The result is more akin to buying art than a car. The door to Stratstone swings itself open to reveal a cool, minimalist interior with plenty of stylish accoutrements and hi-tech screens adorning the showroom’s curved, whitewashed walls. Where four cars used to sit, now there are just two; when we visited, a Range Rover and Range Rover Sport sat, displayed as perfectly lit works of art.
Head of sales Julie Fearnley met us and ensured our refreshment needs were met before explaining more about the new facility, the result of plenty of time, and even more cash, no doubt.
Under the skin (well, downstairs in the office) this is a busy, fully functioning retailer with a large team of salespeople dealing with their well heeled customers. Test cars and a selection of used models are kept in a close-by car park. In fact, everything – like the ‘hidden-until-lit’ tail-lights on the new Range Rover – is kept out of sight until the customer needs it.
We were introduced to sales specialist Clive Newell who, just like Fearnley, was impeccably dressed in a black suit and black T-shirt. Newell invited us downstairs into an equally upmarket studio dominated by a huge TV screen flanked by leather samples and blocks of colour to help us choose the perfect Range Rover for us.
If you’ve already started the ordering process online, Newell can bring up your chosen specification on his touchscreen, which is mirrored on the giant screen on the wall. We decided to start from scratch, looking at the various colour samples, blocks of wood and material swatches, while Newell also took us through the various choices from engines to option packs.
Needless to say, the team at Stratstone is there to sell Range Rover cars, but in this case it felt like friendly advice rather than pushing us in any particular direction during the decision-making process.

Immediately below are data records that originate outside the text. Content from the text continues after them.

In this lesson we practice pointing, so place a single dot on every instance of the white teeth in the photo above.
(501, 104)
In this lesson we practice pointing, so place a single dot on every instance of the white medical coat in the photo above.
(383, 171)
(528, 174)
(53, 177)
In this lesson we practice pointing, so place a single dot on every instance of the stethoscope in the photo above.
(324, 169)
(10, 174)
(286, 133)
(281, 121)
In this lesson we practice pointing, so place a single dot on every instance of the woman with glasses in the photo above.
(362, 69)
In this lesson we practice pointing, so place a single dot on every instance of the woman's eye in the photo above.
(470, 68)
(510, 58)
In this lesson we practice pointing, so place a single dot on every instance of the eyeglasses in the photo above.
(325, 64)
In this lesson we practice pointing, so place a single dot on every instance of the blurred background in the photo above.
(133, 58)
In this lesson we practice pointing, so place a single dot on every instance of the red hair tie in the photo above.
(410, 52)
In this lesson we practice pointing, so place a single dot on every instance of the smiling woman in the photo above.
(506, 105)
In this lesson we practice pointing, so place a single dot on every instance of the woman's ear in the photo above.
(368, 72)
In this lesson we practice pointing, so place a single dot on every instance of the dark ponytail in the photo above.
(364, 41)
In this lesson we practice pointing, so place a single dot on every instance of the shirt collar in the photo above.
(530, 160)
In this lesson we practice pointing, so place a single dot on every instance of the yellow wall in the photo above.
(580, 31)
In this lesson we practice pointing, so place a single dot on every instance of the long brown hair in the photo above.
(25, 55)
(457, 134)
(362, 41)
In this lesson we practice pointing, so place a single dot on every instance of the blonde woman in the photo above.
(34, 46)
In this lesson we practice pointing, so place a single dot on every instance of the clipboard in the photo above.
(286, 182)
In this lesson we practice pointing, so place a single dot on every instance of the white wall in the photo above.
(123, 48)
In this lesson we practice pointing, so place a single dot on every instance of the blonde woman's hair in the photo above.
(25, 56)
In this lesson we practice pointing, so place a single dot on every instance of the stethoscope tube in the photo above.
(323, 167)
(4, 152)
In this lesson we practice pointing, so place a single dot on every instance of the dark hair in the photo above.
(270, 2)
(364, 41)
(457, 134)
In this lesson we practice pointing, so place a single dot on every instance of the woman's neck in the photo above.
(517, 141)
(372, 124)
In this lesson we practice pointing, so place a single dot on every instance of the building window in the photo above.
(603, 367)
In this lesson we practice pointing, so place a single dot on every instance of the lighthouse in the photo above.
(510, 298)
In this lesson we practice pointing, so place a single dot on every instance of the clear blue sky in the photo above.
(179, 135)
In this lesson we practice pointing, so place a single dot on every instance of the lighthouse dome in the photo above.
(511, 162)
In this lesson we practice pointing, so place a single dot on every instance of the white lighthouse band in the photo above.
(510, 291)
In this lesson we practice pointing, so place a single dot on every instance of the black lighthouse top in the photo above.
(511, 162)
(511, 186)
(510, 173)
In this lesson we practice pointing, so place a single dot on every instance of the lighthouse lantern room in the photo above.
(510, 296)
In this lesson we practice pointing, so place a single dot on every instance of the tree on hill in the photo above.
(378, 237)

And in most cases, it’s the start of a lengthy relationship, not only because many customers come back time and again, but in this day and age, one thing that might not be deemed luxurious is the wait you have to endure for your car to be delivered. That’s something Newell and his colleagues have had to become rather deft in handling.

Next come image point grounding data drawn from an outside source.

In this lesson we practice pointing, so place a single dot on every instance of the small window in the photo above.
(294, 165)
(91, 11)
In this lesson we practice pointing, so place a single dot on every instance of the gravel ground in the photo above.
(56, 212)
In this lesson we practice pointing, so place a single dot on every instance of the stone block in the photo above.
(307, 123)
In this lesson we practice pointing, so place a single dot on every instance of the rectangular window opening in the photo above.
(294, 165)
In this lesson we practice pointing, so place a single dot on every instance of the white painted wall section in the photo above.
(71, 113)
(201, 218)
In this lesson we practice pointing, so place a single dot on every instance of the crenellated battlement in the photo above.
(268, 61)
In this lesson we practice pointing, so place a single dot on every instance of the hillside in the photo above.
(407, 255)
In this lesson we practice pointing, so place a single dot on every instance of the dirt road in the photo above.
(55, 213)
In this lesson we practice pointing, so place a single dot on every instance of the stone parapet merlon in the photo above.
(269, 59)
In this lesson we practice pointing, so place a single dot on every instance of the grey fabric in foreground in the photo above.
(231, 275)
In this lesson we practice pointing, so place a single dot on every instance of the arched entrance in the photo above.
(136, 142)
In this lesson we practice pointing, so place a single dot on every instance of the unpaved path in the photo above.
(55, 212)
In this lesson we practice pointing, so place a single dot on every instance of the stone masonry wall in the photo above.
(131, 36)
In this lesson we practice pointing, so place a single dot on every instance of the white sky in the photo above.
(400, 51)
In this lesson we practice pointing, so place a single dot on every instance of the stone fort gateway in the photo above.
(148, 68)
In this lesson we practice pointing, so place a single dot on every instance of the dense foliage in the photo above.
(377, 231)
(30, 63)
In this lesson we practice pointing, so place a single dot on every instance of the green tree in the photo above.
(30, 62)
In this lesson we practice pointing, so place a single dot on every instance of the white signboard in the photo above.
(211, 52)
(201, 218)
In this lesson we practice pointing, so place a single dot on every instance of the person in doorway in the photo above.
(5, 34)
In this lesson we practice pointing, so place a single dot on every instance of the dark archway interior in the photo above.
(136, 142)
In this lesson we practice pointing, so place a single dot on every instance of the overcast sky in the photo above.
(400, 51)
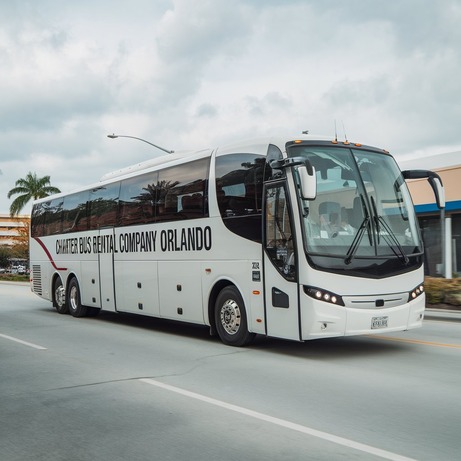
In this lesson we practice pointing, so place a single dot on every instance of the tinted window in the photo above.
(182, 191)
(138, 197)
(239, 185)
(74, 212)
(37, 228)
(103, 206)
(54, 217)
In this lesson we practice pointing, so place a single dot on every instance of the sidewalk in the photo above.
(443, 314)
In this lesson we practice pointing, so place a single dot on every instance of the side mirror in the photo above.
(307, 182)
(434, 180)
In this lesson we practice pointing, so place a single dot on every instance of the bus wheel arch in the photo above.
(230, 316)
(74, 300)
(59, 298)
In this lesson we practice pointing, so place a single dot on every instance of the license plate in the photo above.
(379, 322)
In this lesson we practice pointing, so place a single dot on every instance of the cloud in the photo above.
(193, 74)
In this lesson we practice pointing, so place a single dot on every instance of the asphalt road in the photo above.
(120, 387)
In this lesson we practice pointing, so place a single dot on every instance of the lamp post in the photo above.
(113, 136)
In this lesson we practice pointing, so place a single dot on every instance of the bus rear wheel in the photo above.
(74, 302)
(59, 296)
(230, 318)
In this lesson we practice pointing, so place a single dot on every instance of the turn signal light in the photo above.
(323, 295)
(418, 291)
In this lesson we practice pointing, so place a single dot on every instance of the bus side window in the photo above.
(182, 192)
(137, 200)
(74, 212)
(103, 206)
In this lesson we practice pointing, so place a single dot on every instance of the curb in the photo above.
(443, 314)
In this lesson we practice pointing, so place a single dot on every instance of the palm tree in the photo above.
(30, 188)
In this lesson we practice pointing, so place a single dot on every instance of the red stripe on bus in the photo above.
(45, 249)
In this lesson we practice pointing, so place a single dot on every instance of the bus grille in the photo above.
(37, 279)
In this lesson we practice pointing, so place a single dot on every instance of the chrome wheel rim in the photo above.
(230, 317)
(60, 295)
(73, 295)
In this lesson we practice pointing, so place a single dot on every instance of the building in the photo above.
(12, 229)
(441, 231)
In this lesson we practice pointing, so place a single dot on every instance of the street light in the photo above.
(113, 136)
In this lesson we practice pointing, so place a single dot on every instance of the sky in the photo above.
(193, 74)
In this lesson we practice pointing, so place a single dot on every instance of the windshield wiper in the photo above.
(390, 237)
(359, 235)
(357, 239)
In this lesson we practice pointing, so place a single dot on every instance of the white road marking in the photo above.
(283, 423)
(20, 341)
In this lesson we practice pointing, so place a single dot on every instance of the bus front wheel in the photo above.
(59, 296)
(73, 299)
(230, 318)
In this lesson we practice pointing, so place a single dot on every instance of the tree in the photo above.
(5, 255)
(30, 188)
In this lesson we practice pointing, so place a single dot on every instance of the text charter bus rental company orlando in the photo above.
(296, 238)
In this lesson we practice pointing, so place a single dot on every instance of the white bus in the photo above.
(297, 238)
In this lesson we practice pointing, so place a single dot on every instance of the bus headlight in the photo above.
(418, 291)
(323, 295)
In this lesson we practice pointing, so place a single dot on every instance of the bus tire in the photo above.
(230, 318)
(73, 299)
(59, 296)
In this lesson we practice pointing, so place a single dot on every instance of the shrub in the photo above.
(443, 291)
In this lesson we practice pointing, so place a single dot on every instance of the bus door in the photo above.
(281, 294)
(106, 267)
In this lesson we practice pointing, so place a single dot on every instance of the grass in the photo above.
(440, 291)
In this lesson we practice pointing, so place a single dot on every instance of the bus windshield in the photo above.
(363, 215)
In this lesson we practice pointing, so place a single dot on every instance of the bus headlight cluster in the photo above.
(323, 295)
(418, 291)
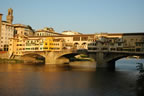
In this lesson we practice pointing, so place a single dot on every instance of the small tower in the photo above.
(10, 16)
(0, 23)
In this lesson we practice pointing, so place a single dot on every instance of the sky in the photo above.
(84, 16)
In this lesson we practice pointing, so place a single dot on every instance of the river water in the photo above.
(69, 80)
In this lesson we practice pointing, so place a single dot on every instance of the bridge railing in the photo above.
(123, 51)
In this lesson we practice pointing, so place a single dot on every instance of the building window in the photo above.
(76, 38)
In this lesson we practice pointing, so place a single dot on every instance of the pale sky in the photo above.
(85, 16)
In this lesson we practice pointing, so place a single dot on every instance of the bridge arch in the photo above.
(111, 61)
(33, 58)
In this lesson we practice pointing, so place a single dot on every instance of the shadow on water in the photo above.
(75, 79)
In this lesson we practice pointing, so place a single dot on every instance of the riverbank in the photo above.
(10, 61)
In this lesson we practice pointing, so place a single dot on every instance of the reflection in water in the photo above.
(140, 80)
(65, 80)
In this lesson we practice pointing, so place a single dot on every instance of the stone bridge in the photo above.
(52, 57)
(106, 59)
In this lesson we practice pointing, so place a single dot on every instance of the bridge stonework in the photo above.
(108, 59)
(52, 57)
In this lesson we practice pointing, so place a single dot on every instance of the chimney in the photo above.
(0, 25)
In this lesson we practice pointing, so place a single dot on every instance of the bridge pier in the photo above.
(101, 61)
(50, 58)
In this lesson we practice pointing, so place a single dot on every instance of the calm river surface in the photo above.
(58, 80)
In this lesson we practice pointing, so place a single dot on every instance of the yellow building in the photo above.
(21, 44)
(6, 30)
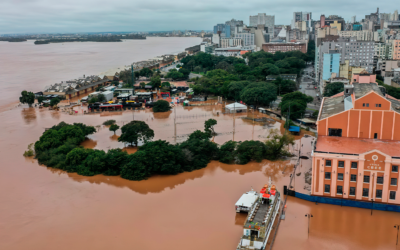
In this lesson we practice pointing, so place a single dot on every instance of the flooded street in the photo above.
(45, 208)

When it comes to delivery, there’s an added twist to the luxury experience, too. You can have the car delivered to your home by a specialist, as we did, or you can collect your car with a motorshow-style reveal from the Range Rover studio at the factory in Solihull.
Perhaps most luxurious of all is the option to have your car presented at London’s prestige Grosvenor House hotel after breakfast or afternoon tea.

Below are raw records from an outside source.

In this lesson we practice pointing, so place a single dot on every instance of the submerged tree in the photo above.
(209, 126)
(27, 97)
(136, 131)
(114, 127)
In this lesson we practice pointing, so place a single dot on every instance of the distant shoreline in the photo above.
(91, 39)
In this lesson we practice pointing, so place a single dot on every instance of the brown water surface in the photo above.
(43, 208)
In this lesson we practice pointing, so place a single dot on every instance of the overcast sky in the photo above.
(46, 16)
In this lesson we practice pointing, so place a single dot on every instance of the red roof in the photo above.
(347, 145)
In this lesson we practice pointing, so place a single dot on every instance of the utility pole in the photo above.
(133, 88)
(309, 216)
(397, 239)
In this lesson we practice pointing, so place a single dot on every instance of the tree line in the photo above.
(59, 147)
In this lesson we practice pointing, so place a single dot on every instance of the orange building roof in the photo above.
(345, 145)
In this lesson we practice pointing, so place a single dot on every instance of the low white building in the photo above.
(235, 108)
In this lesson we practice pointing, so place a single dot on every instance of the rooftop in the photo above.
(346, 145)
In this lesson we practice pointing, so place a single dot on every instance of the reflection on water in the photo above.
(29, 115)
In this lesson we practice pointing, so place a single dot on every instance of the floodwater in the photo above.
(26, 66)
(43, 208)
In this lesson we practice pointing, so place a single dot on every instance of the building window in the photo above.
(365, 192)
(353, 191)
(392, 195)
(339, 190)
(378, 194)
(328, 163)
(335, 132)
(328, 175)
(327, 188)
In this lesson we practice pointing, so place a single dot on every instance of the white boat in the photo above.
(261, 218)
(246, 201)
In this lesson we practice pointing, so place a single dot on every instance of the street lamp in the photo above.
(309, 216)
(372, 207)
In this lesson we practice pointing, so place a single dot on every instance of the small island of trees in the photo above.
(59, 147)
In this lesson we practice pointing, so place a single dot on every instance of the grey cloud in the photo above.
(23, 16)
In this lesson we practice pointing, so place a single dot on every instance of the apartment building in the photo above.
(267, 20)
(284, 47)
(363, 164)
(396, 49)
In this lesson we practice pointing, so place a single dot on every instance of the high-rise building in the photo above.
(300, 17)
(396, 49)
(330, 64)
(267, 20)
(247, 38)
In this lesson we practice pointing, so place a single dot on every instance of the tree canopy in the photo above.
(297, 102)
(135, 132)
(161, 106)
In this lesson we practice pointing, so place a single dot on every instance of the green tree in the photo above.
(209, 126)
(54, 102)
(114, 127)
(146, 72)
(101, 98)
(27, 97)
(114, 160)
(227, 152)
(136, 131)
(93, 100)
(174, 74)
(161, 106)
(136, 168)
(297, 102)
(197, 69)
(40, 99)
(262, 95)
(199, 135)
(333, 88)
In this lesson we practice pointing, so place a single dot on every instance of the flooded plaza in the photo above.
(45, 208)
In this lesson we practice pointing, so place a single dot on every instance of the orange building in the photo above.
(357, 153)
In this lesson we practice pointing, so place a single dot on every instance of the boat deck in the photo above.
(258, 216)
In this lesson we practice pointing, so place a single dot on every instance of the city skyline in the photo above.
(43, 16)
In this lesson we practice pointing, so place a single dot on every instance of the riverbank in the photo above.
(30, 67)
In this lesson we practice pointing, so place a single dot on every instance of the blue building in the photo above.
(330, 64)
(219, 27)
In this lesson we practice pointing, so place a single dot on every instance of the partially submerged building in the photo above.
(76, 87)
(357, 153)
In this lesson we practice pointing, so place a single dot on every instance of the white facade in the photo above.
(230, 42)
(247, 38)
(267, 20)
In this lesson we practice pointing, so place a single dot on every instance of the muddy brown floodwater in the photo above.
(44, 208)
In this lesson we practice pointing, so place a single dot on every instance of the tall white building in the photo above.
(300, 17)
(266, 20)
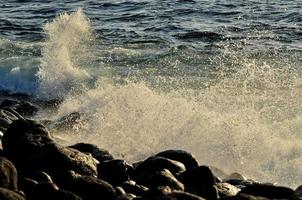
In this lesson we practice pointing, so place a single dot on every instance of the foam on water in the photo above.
(59, 72)
(17, 67)
(247, 120)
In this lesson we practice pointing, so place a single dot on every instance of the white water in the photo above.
(59, 72)
(249, 121)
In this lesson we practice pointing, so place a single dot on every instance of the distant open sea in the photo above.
(221, 79)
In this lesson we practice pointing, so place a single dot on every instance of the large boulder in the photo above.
(24, 140)
(49, 191)
(8, 174)
(154, 164)
(98, 153)
(6, 194)
(91, 188)
(114, 171)
(29, 146)
(133, 188)
(200, 181)
(226, 190)
(161, 178)
(181, 156)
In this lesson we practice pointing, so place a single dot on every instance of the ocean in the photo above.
(221, 79)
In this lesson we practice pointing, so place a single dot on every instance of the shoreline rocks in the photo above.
(34, 166)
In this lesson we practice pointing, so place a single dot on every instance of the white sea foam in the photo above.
(67, 38)
(247, 120)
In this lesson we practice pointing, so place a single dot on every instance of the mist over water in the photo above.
(234, 103)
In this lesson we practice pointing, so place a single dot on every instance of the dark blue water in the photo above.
(221, 79)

So the buying process lives up to the luxury lifestyle, but what about the car?
We knew the new Range Rover was good – which is why we’ve already given it an award – but I’ll be living with the car for the next nine months to see if it truly is the best luxury car money can buy.
So far, my D350 HSE model is living up to its promise. The Range Rover is full of stunning design features inside and out, drives sublimely, comes with nicely integrated technology and is proving to be pleasingly frugal so far.
And it’s so quiet, my daughter thought the model was electric. The genuine electric Range Rover arrives next year, which might well add a further touch of opulence to this hugely impressive piece of automotive design and engineering.
|Model:||Range Rover HSE D350|
|On fleet since:||February 2023|
|Engine:||3.0-litre 6cyl turbodiesel, 345bhp|
|Options:||Premium upgrade interior pack (£2,250), Versatile loadspace floor (£750), Auto-folding loadspace cover (£150), Four-zone Climate Control (£980), Electric rear side window sunblinds (£550), Meridian Signature Sound System (£4,435)|
|Insurance:||Group 50 Quote: £5,125*|
Faulty auxiliary feed belt and tensioner replaced under warranty. Scrolling indicator lost its ability to scroll. Door mirror heating failure.
*Insurance quote from AA (0800 107 0680) for a 42-year-old in Banbury, Oxon, with three points.